Work Programme ‘not reaching most disadvantaged’ – MPs
The Welfare to Work programme may still be failing people in most difficult circumstances, MPs on the Work and Pensions Committee have found.
Their report highlights evidence of ‘parking’ – where those most difficult to get into work are ignored by the providers as the costs and problems outweigh the benefits to them.
The dwindling job market is also negatively affecting their chances of getting jobs.
Welfare to Work aims to help people who have been unemployed for over a year to find jobs. It is run by 18 prime contractors, who are paid by results; when a participant stays in work for at least six months.
In November, the first set of results showed only 3.6% of those referred to the scheme stayed in employment for six months, less than the Government’s target and even below the predicted rate of employment without Welfare to Work.

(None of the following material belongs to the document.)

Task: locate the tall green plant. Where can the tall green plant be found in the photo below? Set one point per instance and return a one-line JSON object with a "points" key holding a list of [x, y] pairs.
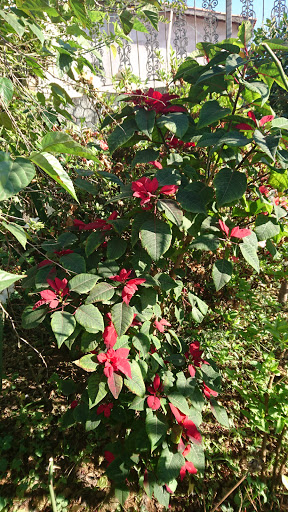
{"points": [[205, 184]]}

The next set of results will be released in June.
MPs called for better relationships with external stakeholders to improve the effectiveness of the programme, and the development of a much more thorough needs-based assessment of jobseekers. Alternative funding models should also be considered to recognise the upfront costs of more intensive interventions.
Dame Anne Begg, chairman of the committee, said: “Too often, the reality seems to be Work Programme advisers swamped by caseloads of 120-180 jobseekers and employers deluged with poorly-matched CVs and under-prepared candidates.
“Work Programme providers need to focus on preparing jobseekers for real vacancies and offering an effective recruitment solution to employers.”
The report states: “There is growing evidence that differential pricing is not having its intended impact: the Work Programme appears not to be reaching the most disadvantaged jobseekers. The current pricing structure, based largely on the type of benefit jobseekers are claiming, is a very blunt instrument for identifying jobseekers' needs.”
TUC general secretary Frances O'Grady said: “Instead of continuing to fund failing programmes, the government should introduce a job guarantee for all those facing long-term unemployment.”
But a DWP spokesman said: “The payment-by-results model goes further than any previous scheme to encourage providers to help all claimants, including the hardest to help. The key point is they earn the majority of their payment for helping someone into work and keeping them there.”